SOS Children’s Village – Description from Urko Sanchez Architects.
A medina for children designed according to extreme weather conditions and community traditions. Djibouti is located in the Horn of Africa, which suffers from persistent droughts and severe scarcities.
We were approached by SOS Kinderdorf to design a residential compound of 15 houses where to run their family-strengthening programmes.
We learnt about SOS systems, about the community where the project would take place, their nomadic traditions and the extreme climate of the region. We searched for traditional housing references in similar cultural and climatic environments and finally decided to design a MEDINA with certain singularities:
A. It is a medina for children – A safe environment, with no cars, where the narrow streets and squares become places to play.
B. It is a medina with plenty of open spaces – Public and private spaces are clearly defined. And in the private, the inside and outside areas melt, allowing residents to maintain certain outdoors living.

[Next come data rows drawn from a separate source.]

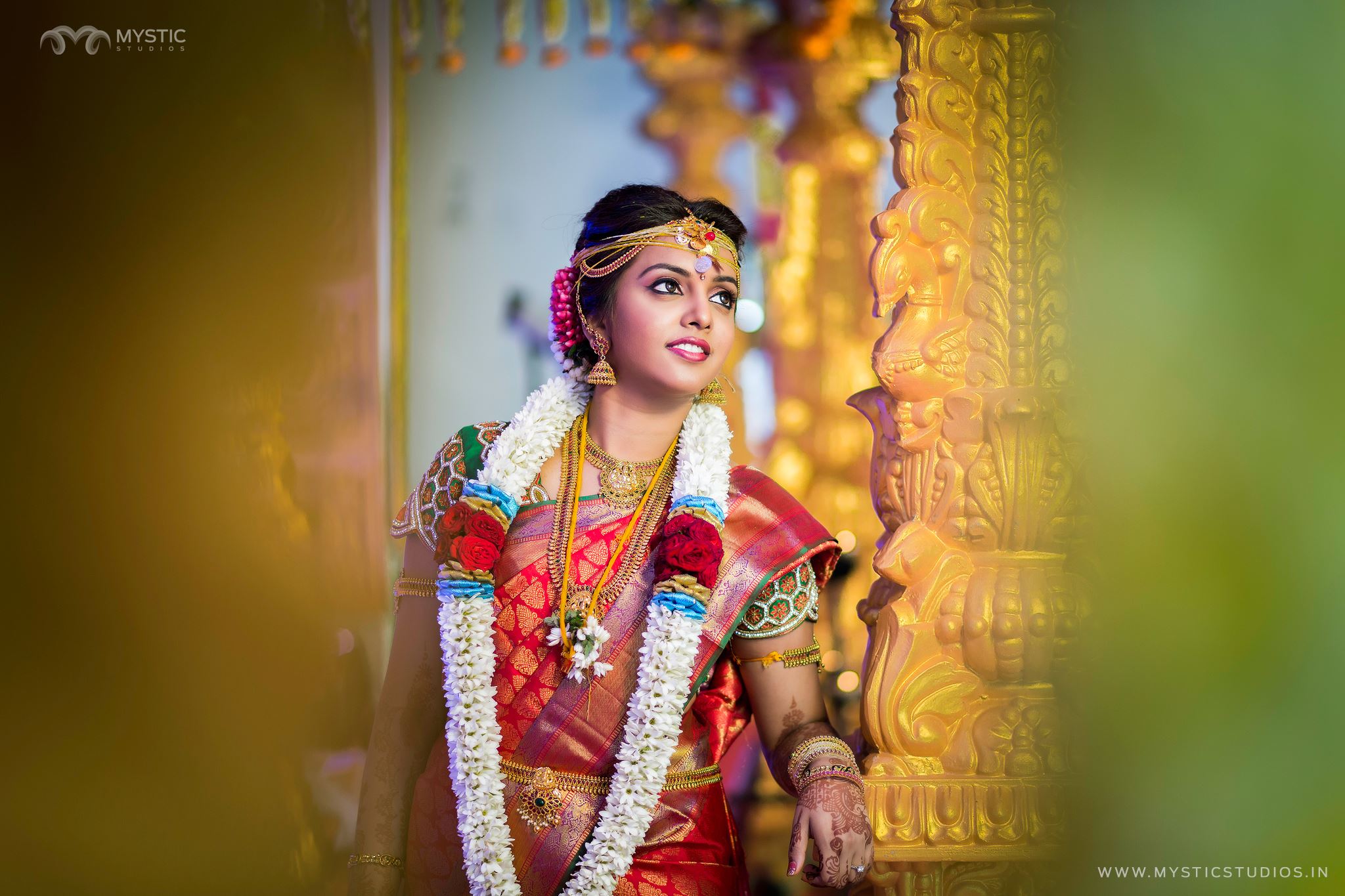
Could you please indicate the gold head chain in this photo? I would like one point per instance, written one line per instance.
(708, 242)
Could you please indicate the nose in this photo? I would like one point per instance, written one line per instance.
(697, 309)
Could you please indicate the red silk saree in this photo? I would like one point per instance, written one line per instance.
(692, 845)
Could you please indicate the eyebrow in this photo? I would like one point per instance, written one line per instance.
(721, 278)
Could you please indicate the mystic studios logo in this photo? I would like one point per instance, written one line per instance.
(128, 41)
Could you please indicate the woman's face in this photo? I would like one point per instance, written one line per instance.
(670, 330)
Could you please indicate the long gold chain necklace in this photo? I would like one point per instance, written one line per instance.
(631, 547)
(621, 482)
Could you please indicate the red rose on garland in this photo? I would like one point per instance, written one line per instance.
(451, 527)
(474, 553)
(689, 544)
(485, 526)
(454, 521)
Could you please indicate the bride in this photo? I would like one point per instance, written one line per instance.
(594, 606)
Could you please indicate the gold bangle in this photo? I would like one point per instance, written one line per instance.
(791, 657)
(814, 748)
(414, 586)
(381, 859)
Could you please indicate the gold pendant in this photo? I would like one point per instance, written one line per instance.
(540, 800)
(621, 485)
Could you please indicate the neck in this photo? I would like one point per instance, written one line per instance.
(632, 426)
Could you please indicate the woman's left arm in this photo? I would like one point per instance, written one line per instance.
(789, 710)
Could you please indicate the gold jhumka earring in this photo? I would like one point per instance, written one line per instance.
(712, 394)
(602, 372)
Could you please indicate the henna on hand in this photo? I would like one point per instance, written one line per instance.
(837, 813)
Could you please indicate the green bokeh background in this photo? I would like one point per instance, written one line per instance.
(1204, 141)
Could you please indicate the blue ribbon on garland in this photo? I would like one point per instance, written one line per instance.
(451, 589)
(699, 501)
(490, 494)
(680, 602)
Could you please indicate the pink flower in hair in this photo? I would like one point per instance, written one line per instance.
(565, 322)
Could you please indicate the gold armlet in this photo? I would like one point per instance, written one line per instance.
(381, 859)
(410, 586)
(793, 657)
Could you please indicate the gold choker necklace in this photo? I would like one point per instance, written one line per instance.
(621, 482)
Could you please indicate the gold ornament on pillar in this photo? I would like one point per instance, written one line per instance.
(977, 617)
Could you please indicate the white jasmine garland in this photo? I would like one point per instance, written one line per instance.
(663, 683)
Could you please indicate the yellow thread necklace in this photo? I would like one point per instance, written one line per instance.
(567, 648)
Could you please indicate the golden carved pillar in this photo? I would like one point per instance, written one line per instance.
(818, 327)
(974, 614)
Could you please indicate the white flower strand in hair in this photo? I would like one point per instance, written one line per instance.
(663, 680)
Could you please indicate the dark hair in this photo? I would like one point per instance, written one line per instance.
(626, 210)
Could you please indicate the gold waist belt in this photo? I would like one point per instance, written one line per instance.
(540, 797)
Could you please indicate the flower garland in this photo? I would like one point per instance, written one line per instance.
(688, 554)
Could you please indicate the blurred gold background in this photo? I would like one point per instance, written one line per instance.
(204, 292)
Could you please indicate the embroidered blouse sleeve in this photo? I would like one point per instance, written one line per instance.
(783, 605)
(437, 489)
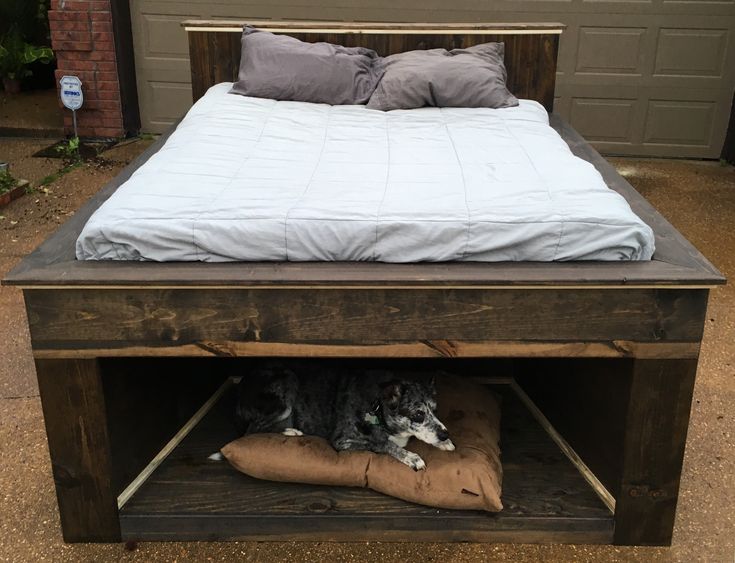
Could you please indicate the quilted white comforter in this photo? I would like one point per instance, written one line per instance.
(255, 179)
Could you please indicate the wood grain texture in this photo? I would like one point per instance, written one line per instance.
(656, 426)
(74, 412)
(78, 319)
(191, 498)
(423, 349)
(376, 27)
(530, 59)
(678, 263)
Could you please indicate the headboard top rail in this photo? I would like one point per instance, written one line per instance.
(530, 48)
(302, 26)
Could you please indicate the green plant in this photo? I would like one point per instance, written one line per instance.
(7, 182)
(16, 54)
(51, 178)
(69, 150)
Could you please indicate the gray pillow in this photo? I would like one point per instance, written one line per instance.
(280, 67)
(472, 77)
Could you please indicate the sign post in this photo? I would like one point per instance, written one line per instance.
(72, 96)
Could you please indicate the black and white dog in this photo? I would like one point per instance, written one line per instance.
(369, 410)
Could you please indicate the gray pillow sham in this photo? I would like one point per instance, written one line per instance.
(472, 77)
(280, 67)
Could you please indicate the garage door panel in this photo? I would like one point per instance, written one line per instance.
(605, 120)
(645, 77)
(691, 52)
(610, 50)
(164, 37)
(679, 122)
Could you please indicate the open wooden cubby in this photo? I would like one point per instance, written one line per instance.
(548, 493)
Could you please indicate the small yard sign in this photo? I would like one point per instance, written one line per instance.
(72, 96)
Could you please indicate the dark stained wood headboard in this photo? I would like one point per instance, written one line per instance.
(530, 48)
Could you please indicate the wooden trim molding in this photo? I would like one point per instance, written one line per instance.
(374, 27)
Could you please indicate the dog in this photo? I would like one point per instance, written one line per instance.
(369, 410)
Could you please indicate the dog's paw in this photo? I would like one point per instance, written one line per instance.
(446, 445)
(414, 461)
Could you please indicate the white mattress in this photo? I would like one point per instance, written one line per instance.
(256, 179)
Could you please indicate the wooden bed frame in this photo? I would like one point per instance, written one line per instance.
(607, 351)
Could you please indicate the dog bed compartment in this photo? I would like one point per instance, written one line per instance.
(188, 497)
(469, 477)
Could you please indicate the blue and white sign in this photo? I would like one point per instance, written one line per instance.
(71, 92)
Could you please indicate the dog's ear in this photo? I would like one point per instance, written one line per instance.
(391, 393)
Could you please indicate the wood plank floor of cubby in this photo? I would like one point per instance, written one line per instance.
(191, 498)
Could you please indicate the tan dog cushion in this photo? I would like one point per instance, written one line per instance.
(468, 478)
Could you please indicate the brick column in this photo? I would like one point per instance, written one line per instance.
(82, 38)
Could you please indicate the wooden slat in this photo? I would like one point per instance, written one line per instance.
(530, 56)
(74, 412)
(191, 498)
(424, 349)
(375, 27)
(656, 426)
(99, 319)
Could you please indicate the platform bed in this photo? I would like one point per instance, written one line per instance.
(127, 352)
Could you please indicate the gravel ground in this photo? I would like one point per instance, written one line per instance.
(698, 197)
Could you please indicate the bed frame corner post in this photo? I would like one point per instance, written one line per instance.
(656, 428)
(79, 446)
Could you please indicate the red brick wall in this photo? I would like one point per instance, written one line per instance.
(82, 38)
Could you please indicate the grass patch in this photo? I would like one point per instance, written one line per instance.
(51, 178)
(7, 182)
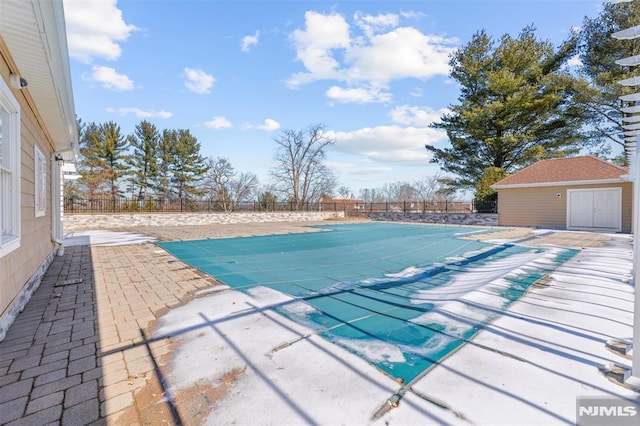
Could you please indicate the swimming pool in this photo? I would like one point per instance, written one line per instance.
(401, 296)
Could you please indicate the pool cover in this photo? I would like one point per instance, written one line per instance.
(401, 296)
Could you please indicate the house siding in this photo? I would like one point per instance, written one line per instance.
(21, 270)
(541, 207)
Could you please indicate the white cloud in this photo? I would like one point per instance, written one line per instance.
(401, 53)
(388, 144)
(269, 125)
(198, 81)
(218, 122)
(95, 29)
(110, 79)
(373, 24)
(248, 41)
(362, 95)
(416, 116)
(314, 46)
(140, 113)
(382, 51)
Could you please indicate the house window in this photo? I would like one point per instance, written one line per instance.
(9, 171)
(40, 181)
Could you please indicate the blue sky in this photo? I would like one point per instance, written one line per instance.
(239, 73)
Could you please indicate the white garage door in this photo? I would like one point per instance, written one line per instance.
(597, 209)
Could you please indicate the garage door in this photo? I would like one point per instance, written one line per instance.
(597, 209)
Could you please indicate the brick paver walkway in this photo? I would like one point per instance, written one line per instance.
(80, 353)
(76, 354)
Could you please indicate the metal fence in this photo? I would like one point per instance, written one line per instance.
(353, 207)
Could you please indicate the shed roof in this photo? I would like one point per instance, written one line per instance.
(563, 171)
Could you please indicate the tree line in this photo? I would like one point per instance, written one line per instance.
(167, 166)
(521, 100)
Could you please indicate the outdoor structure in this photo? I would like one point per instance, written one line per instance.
(578, 193)
(37, 134)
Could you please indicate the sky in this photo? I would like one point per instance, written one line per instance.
(238, 74)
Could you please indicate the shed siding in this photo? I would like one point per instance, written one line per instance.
(541, 207)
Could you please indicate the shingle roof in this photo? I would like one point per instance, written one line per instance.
(587, 168)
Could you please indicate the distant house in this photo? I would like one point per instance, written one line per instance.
(578, 193)
(37, 134)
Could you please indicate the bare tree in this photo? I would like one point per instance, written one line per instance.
(345, 192)
(225, 187)
(299, 170)
(243, 188)
(430, 188)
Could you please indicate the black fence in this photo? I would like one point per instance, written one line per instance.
(130, 205)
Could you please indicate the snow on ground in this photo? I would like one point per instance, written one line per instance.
(525, 367)
(104, 238)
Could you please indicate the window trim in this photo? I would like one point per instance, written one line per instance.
(40, 181)
(11, 133)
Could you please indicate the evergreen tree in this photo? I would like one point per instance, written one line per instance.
(166, 150)
(113, 150)
(514, 108)
(144, 166)
(188, 165)
(92, 166)
(599, 92)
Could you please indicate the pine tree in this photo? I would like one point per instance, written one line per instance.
(114, 147)
(166, 150)
(144, 143)
(514, 107)
(92, 166)
(188, 165)
(599, 92)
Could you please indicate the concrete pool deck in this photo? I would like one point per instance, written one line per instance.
(85, 351)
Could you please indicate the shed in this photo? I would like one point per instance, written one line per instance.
(577, 193)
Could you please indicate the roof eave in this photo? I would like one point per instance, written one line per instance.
(621, 179)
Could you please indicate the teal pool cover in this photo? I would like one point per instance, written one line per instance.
(401, 296)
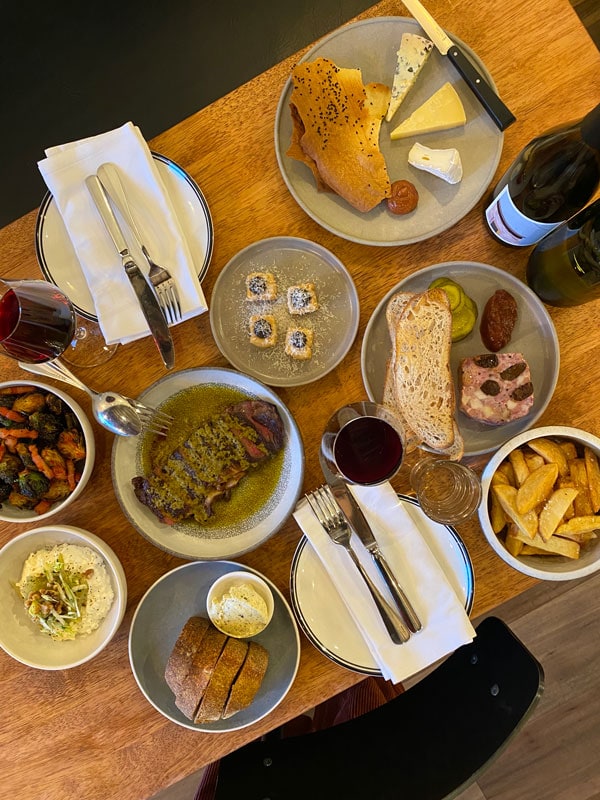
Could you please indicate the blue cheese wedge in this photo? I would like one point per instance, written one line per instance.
(442, 111)
(446, 164)
(412, 54)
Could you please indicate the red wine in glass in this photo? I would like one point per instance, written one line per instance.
(368, 450)
(37, 321)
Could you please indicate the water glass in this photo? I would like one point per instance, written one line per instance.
(448, 492)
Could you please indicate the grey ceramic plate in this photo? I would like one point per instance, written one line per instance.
(60, 264)
(162, 613)
(371, 45)
(291, 260)
(191, 541)
(325, 619)
(534, 336)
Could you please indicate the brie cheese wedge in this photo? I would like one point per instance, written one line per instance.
(443, 110)
(446, 164)
(411, 57)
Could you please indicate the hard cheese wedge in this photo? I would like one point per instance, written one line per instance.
(411, 57)
(442, 111)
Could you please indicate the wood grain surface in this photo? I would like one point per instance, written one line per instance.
(89, 731)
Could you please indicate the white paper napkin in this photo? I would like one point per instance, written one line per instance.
(446, 624)
(65, 169)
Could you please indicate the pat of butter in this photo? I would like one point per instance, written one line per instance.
(446, 164)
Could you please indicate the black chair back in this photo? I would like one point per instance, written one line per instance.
(429, 743)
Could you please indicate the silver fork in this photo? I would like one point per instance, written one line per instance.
(334, 524)
(160, 277)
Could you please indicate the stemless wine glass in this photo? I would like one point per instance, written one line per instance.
(38, 323)
(364, 443)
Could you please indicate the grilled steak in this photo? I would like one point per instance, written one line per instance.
(211, 462)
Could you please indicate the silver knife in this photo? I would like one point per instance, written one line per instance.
(144, 292)
(359, 524)
(501, 115)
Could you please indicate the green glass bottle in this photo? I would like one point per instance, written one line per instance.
(564, 267)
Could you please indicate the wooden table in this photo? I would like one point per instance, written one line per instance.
(89, 731)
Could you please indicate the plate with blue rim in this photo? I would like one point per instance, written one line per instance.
(58, 260)
(325, 619)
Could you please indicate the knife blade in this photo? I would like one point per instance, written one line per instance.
(497, 110)
(360, 525)
(144, 292)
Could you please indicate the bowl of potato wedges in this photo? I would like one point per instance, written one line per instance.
(540, 508)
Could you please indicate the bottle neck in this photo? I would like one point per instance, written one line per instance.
(590, 128)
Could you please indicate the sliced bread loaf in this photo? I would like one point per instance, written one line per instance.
(225, 672)
(248, 681)
(182, 655)
(189, 695)
(424, 384)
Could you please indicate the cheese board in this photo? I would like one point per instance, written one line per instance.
(372, 45)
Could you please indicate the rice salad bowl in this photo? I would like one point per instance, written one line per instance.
(65, 593)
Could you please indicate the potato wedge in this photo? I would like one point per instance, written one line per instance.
(536, 487)
(593, 477)
(554, 510)
(519, 465)
(555, 545)
(507, 497)
(551, 451)
(579, 525)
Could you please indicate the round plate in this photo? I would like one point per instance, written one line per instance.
(162, 613)
(372, 45)
(291, 261)
(534, 336)
(321, 611)
(60, 264)
(188, 540)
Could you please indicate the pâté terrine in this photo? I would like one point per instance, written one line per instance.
(495, 388)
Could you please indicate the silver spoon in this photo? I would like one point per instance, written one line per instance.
(117, 413)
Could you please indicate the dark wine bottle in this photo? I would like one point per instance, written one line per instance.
(552, 178)
(564, 267)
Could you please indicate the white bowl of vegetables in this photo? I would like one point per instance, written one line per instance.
(46, 451)
(63, 592)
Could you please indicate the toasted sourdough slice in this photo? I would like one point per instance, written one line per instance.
(229, 664)
(424, 385)
(189, 695)
(182, 655)
(248, 681)
(393, 312)
(336, 131)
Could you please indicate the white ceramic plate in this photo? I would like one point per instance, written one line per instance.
(291, 261)
(371, 45)
(162, 613)
(534, 336)
(190, 540)
(325, 619)
(60, 264)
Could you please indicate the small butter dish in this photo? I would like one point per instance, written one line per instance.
(240, 604)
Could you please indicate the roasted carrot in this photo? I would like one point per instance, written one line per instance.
(71, 473)
(42, 506)
(13, 416)
(39, 462)
(18, 433)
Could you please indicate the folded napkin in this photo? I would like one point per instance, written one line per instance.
(65, 169)
(446, 625)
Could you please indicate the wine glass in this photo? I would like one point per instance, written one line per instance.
(38, 323)
(364, 443)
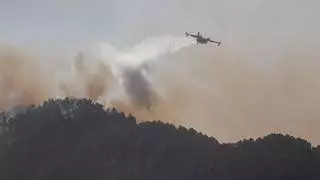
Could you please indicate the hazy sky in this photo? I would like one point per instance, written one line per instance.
(267, 68)
(122, 21)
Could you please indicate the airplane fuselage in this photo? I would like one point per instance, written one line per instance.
(202, 40)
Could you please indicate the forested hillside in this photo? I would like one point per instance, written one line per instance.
(76, 139)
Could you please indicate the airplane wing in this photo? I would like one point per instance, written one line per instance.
(215, 42)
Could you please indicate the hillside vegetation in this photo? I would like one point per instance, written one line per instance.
(76, 139)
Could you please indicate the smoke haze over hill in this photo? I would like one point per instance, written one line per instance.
(264, 77)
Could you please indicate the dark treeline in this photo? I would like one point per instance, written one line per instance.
(76, 139)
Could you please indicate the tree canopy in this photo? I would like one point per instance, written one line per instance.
(78, 139)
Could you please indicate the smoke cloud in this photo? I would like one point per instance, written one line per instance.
(220, 91)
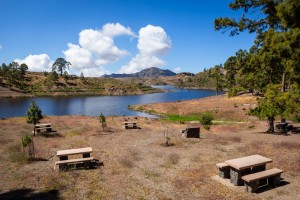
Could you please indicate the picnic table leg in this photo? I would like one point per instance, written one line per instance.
(236, 176)
(86, 155)
(63, 158)
(259, 168)
(252, 186)
(274, 181)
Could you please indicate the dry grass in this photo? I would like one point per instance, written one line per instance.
(137, 166)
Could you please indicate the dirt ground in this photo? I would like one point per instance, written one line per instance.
(136, 162)
(223, 108)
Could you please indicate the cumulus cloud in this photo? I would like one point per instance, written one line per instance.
(177, 69)
(37, 63)
(96, 49)
(153, 43)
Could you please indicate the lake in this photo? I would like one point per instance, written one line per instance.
(93, 105)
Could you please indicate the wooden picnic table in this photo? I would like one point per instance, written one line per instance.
(246, 165)
(130, 125)
(63, 154)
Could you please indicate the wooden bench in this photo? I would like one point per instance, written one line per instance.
(132, 125)
(39, 127)
(224, 170)
(74, 163)
(270, 177)
(284, 127)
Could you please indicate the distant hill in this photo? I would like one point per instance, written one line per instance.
(152, 72)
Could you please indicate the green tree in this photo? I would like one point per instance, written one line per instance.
(274, 59)
(27, 141)
(23, 69)
(66, 76)
(60, 65)
(82, 78)
(217, 74)
(102, 121)
(34, 114)
(53, 76)
(258, 16)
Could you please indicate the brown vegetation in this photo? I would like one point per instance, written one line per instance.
(136, 165)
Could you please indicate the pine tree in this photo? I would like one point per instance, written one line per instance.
(34, 114)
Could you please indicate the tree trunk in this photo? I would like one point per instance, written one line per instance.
(283, 89)
(271, 125)
(283, 82)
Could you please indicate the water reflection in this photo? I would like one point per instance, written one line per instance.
(93, 105)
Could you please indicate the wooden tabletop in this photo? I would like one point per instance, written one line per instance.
(74, 151)
(248, 161)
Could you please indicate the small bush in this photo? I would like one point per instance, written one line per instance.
(251, 126)
(173, 158)
(206, 118)
(207, 127)
(126, 162)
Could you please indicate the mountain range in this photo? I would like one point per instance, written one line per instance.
(152, 72)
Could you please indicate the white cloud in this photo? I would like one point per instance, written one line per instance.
(177, 69)
(153, 43)
(113, 30)
(37, 63)
(96, 49)
(93, 72)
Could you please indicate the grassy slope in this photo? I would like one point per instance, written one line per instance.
(37, 84)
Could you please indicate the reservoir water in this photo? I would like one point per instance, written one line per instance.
(93, 105)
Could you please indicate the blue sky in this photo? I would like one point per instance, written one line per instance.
(117, 36)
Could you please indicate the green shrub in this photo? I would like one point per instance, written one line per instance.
(206, 127)
(206, 118)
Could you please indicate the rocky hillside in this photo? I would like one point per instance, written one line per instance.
(152, 72)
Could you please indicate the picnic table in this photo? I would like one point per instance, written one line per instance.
(39, 127)
(191, 132)
(283, 127)
(65, 163)
(246, 165)
(63, 154)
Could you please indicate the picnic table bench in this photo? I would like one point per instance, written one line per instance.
(65, 163)
(246, 165)
(249, 171)
(271, 177)
(191, 132)
(284, 127)
(38, 127)
(132, 125)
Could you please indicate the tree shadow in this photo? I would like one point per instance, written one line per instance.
(37, 159)
(268, 187)
(30, 194)
(51, 134)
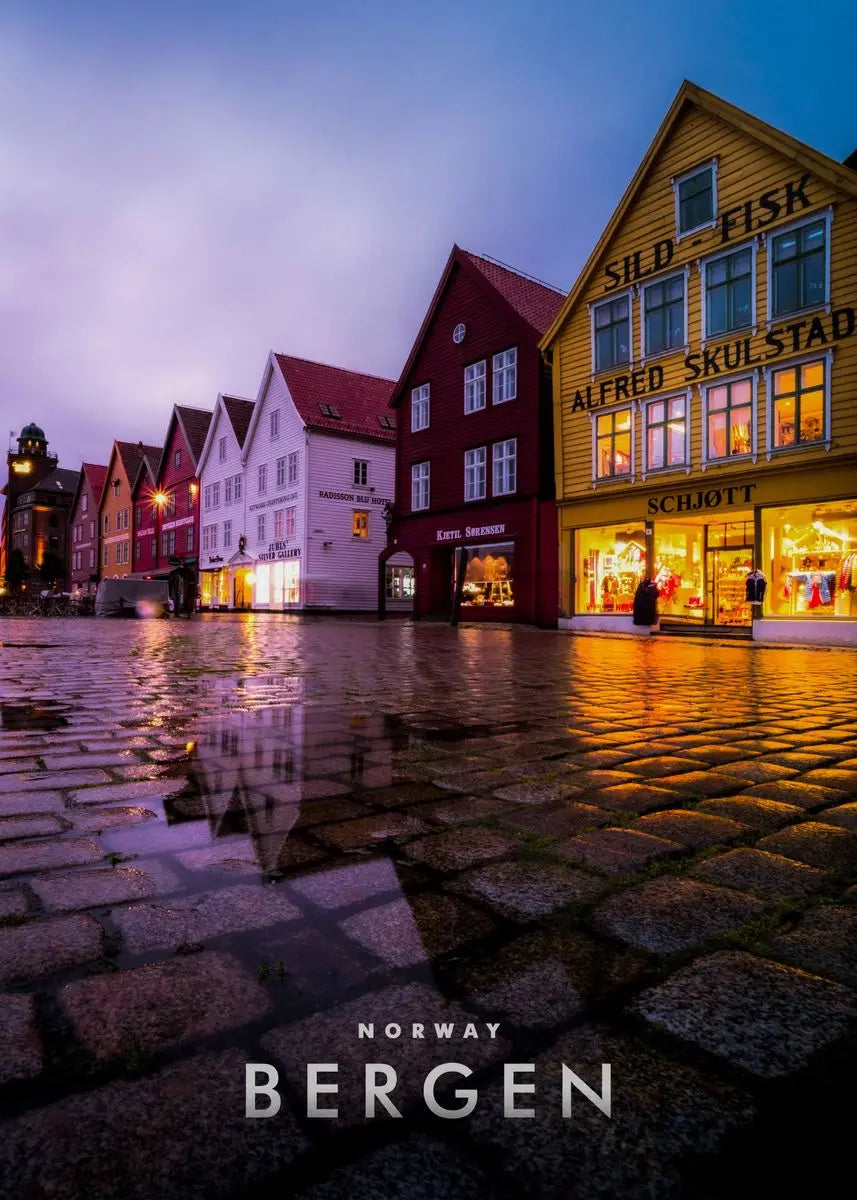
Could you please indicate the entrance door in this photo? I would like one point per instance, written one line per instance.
(725, 586)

C. It is a medina with lots of vegetation – Where the inhabitants are encouraged to take care of their plants and benefit from the result.
In terms of distribution, all houses follow the same scheme but are arranged in different ways, placed close to each other giving shade one another and generating alleys between them in an apparent disordered way. Natural ventilation and sun shading was intensely studied, introducing natural ventilation towers where needed.
The construction of this project was possible thanks to an international team, which reflects the mixture of backgrounds in the practice of our profession, making every project a very enriching experience.
– Dji Fu – Chinese Contractor based in Djibouti.
– John Andrews – Ugandan Architect based in Djibouti.
– Fritz Bachlechner – Austrian Project Manager based in Kenya.
– Estrella de Andrés – Spanish Architect based in Kenya.
– Oliver Kabure – Kenyan engineer based in Kenya.
– And of course all the Djiboutian who worked on site.
The funding came from the German Cooperation Aid.
The materials were very simple: cement blocks, RC structure and Cemcrete finish from a South African company.